Sunday, July 10, 2005
Today was an 8. I had dialysis at 6am, and I was able to sleep for the duration of the treatment. I only had to be disconnected once to go to the bathroom. Perhaps this new schedule will work out. I am trying the tips for sleeping posted on earlier dates. I got some decaf tea in my care package from April and I enjoyed a cup of cammomiele mint before bed last night. I am trying to get into a routine for sleeping, going to bed when I feel sleepy and not punishing myself if I am struggling. Last night I slept rather than blogging.
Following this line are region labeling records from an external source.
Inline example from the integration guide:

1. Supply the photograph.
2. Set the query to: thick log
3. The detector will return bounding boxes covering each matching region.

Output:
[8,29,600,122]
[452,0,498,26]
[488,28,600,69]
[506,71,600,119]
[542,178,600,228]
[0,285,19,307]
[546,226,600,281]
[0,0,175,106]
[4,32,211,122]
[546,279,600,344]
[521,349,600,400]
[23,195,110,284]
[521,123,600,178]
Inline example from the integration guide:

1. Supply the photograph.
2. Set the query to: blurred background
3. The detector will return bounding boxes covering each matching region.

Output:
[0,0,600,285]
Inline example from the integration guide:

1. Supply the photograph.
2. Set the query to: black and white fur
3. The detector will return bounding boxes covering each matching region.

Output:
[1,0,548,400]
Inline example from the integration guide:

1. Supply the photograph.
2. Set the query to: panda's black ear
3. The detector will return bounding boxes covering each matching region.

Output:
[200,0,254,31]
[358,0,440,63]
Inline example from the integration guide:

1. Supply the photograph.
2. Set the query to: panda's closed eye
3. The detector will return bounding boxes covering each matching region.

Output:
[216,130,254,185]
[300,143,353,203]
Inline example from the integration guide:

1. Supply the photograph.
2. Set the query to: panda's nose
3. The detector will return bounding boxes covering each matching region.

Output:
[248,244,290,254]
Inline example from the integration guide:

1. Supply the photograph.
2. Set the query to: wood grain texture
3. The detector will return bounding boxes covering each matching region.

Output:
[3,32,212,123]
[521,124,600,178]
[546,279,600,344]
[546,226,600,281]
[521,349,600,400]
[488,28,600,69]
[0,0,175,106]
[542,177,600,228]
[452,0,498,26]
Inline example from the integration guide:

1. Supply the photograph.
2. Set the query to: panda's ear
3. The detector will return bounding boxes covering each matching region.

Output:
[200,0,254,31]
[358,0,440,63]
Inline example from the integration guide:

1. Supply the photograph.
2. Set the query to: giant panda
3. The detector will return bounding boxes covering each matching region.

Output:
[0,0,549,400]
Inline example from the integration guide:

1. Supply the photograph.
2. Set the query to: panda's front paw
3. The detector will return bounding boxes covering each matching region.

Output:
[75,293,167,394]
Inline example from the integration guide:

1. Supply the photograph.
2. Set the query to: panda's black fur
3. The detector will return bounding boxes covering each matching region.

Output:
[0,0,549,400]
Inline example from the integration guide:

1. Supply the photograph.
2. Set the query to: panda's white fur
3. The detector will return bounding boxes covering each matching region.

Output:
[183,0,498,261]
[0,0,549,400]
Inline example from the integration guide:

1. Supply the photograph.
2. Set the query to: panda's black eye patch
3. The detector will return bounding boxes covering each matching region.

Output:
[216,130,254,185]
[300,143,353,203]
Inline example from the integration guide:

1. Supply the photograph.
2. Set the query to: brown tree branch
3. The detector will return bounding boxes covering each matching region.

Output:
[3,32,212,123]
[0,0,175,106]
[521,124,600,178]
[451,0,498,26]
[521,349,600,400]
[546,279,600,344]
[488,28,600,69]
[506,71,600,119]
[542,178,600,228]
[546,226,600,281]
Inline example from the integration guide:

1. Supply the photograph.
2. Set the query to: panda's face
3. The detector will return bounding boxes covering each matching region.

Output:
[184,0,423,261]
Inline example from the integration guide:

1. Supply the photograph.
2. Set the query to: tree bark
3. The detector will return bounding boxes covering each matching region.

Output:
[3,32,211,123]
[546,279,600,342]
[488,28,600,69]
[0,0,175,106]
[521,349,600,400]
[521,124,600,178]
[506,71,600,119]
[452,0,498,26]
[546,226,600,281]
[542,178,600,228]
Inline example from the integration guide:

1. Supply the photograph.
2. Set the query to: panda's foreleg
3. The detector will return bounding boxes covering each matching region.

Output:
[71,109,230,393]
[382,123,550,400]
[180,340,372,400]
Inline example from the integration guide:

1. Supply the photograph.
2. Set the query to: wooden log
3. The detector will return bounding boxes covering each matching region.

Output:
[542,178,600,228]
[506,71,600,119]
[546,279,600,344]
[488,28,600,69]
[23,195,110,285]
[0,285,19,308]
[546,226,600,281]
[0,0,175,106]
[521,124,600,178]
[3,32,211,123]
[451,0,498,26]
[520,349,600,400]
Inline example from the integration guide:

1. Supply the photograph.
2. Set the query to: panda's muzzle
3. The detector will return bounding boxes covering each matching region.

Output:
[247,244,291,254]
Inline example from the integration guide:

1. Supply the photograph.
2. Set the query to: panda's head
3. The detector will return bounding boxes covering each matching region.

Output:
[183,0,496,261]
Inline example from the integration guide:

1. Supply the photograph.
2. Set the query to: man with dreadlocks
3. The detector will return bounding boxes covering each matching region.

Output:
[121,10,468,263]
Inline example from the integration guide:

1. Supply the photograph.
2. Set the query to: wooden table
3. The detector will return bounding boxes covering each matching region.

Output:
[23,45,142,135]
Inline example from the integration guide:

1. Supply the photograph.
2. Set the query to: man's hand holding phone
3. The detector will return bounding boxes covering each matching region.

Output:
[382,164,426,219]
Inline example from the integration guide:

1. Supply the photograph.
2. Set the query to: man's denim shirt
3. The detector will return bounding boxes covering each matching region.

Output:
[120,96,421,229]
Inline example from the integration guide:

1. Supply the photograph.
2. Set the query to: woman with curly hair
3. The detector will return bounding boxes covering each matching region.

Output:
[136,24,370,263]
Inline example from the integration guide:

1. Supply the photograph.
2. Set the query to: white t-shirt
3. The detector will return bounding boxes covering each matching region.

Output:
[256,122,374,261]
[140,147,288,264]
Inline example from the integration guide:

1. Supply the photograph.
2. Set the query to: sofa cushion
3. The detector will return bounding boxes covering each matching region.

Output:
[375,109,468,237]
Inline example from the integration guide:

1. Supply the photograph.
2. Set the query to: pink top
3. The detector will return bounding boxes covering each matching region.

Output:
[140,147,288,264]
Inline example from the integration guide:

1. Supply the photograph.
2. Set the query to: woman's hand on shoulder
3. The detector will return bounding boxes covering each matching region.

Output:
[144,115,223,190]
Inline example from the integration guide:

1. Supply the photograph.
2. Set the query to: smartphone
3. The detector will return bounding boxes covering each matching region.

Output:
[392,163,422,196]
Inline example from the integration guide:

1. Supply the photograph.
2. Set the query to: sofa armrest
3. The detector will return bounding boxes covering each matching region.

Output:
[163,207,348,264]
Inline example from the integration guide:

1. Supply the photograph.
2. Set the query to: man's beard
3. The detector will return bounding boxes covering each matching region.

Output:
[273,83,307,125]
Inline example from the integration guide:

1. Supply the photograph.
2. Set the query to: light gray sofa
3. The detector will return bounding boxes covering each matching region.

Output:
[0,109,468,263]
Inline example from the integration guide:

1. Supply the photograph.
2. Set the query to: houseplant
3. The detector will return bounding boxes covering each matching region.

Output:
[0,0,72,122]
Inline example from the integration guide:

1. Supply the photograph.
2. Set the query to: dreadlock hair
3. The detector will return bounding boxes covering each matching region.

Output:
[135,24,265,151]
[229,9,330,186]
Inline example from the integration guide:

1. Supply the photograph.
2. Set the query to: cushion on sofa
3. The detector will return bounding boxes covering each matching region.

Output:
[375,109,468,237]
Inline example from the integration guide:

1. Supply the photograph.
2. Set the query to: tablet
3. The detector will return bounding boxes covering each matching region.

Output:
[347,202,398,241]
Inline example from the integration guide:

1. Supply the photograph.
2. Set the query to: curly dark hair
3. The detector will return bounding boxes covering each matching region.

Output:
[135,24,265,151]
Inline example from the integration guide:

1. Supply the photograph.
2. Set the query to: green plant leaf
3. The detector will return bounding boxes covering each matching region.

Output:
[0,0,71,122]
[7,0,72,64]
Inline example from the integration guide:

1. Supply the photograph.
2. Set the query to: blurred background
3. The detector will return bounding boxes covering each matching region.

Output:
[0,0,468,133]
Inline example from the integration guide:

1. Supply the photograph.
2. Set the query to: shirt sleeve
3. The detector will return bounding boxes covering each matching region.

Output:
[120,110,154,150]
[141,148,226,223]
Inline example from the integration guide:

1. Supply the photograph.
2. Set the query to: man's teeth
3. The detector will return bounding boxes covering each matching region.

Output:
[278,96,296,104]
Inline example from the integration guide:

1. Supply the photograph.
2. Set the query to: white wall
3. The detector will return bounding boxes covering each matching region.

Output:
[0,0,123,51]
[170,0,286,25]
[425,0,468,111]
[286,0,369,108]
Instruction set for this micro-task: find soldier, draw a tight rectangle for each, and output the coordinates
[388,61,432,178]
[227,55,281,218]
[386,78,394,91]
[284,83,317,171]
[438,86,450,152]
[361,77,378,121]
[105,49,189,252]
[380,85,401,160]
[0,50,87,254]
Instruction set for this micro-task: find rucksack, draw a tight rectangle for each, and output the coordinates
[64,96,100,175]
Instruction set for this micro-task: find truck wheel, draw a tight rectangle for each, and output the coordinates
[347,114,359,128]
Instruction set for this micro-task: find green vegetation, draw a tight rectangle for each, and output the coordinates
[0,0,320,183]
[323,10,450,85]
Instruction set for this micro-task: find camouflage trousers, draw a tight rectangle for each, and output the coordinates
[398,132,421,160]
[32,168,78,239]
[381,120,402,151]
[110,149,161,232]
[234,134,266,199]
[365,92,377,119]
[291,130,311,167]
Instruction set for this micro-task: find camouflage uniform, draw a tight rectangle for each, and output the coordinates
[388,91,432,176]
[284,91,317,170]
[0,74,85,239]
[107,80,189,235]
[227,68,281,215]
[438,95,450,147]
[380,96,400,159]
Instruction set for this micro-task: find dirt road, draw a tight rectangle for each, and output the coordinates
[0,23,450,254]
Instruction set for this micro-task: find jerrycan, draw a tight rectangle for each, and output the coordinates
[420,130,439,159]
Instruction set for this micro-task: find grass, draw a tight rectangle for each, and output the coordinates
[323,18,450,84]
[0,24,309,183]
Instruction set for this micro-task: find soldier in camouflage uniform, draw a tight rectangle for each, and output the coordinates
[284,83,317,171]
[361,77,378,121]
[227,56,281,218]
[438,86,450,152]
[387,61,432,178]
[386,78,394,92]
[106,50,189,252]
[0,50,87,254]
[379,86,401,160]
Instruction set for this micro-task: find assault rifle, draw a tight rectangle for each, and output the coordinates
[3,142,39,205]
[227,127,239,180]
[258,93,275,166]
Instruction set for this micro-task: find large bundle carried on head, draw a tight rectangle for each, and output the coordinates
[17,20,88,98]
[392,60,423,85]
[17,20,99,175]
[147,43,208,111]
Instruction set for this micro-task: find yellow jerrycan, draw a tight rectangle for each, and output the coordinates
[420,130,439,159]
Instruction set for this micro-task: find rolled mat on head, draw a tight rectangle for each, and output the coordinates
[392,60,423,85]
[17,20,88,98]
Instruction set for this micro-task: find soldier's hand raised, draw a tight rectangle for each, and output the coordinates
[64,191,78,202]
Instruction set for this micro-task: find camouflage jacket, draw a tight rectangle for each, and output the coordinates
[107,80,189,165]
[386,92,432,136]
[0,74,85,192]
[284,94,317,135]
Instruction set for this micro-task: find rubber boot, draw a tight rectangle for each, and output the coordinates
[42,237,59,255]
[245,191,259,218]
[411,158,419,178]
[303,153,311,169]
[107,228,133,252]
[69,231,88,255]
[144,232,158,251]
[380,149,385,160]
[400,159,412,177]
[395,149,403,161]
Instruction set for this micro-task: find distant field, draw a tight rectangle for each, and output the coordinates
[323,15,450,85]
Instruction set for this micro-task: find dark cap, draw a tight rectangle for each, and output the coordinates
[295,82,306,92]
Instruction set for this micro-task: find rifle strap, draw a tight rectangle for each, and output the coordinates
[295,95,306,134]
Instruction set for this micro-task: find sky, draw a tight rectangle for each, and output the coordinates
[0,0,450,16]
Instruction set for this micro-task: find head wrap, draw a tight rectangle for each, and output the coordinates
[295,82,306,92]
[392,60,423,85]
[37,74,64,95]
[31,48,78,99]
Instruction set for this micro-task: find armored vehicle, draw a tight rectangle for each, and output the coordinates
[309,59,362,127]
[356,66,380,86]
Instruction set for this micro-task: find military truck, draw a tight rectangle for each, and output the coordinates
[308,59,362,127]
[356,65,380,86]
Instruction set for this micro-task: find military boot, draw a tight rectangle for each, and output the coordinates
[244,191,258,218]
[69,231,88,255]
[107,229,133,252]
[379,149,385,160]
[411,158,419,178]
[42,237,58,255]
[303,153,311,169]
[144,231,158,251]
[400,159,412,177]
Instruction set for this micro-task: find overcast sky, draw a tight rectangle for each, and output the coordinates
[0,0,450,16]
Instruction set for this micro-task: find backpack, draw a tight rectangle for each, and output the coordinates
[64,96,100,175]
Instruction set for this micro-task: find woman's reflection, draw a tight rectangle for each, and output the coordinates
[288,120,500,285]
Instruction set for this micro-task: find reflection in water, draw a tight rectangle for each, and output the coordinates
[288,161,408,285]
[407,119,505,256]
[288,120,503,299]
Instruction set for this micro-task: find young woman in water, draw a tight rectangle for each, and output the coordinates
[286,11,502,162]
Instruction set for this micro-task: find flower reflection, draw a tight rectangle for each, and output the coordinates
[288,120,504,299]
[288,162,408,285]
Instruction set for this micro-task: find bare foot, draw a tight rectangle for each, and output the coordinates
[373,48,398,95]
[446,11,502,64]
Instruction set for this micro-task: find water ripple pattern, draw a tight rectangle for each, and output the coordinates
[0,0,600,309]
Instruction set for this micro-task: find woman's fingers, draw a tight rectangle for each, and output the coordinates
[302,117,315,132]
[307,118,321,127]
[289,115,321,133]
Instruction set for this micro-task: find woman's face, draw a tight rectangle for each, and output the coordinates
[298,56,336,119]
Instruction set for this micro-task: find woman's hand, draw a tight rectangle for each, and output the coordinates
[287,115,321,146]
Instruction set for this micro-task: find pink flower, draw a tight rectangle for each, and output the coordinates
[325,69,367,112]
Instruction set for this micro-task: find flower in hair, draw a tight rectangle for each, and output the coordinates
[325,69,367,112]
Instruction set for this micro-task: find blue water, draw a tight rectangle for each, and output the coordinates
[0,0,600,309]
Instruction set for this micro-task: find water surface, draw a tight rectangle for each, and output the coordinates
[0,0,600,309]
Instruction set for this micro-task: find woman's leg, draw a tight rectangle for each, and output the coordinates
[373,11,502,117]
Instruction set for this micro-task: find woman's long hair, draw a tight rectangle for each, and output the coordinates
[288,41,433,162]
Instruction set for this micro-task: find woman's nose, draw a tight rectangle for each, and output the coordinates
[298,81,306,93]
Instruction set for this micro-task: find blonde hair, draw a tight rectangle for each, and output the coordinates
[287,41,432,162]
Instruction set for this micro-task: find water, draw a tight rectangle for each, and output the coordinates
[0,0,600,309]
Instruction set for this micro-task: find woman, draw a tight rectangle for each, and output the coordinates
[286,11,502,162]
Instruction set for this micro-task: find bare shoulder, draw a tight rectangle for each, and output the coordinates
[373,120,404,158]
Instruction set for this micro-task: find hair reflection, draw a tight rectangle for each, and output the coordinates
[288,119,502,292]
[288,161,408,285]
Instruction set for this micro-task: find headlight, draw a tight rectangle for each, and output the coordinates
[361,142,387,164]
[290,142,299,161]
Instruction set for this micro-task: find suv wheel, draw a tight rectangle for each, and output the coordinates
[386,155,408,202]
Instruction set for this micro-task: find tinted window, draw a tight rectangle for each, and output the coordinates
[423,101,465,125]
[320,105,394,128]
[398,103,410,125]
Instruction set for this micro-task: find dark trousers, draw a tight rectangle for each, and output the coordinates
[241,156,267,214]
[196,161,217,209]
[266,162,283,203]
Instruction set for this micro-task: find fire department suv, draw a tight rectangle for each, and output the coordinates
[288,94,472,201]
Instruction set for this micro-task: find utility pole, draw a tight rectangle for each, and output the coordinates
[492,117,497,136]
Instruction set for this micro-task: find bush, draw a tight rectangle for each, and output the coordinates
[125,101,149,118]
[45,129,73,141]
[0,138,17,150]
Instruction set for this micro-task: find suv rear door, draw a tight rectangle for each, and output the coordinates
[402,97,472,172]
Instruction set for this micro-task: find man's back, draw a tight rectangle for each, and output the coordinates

Yesterday I went to visit my friend COURTNEY BUTTNER BRIDGE and her husband GW in their gorgeous new home in Sandwich, just over the bridge. They are my special people for July 8th. I have known Courtney since we were both 6. She has grown into a successful, smart, independent woman. She married GW (Gardiner Winthrop) last September. Seeing them together makes me believe in love again. GW is sincere and good natured, and while I would have never expected him to be Courtney's "type"- I realize that sometimes we are looking for the wrong thing and when we stop looking, love is in front of us. As one of Courtney's longest friends, I was concerned, as I would be with anyone she would choose, with her pick. But seeing how he dotes on her, listens to her (rare for men), and genuinely cares for her, I have no doubt that they make a great partnership. There new house is enormous and beautiful, offering plenty of space to raise a family. I am so happy to have them as friends.
Today was productive. Today's special person has to be my MOM, who went wild cleaning my Chapel Hill abode. I helped too of course, but then I realized that she was just re-cleaning everything that I did. She seems to enjoy cleaning so let her go buck wild! After the frenzy was finished we went to lunch at the Hearth and Kettle, which by the way has fabulous salads. We then did other errands like banking, dropping off money to Mrs. R for wedding attire/picking up the shoes for Mandy's wedding, then we went to my Aunt Deb Gilbert's house to get my bridesmaid's dress fitted. We ordered a big size in case my kidneys left my bloated- however, I am no size 16! So Deb has to take it in to a 6... I guess better to have it too big. Mandy's wedding is July 30th and is going to be quite the event- her mother has put for so much effort and really wants Mandy to have the best day of her life. No detail has been left undone and there are even a few surprises. I am really excited to be a part of it. I am tooling with a toast in my head- for the reception- since they asked if I would do one. I must say, I think I am pretty good with public speaking and I might look into Toastmasters.
To wind up my day, I did another painting. This one of geraniums, seems to capture light and dimension a bit more than the prchids I did last week, which seems to have good color but looks flat. I think I'll look into a class.
I haven't heard from Carrie, besides her post on the blog. I hope she is doing ok. I think it is best for her to be away from the toxicity of Florida- she seems to be more independent in MA. I also think it is great for her to be developing a close relationship with her aunt. She needs a good role model- as we all do- in her family. The dog is being better, but still requires constant supervision. I found him this morning with cat litter all over his face- I dry heaved. It doesn't take much for me to throw up. Even though I am home by myself- I am doing ok and haven't had any medical emergencies (knock on wood). I have been active so that has made me feel better. I am slowly finding things that supprt my mental health, which helps my physical self.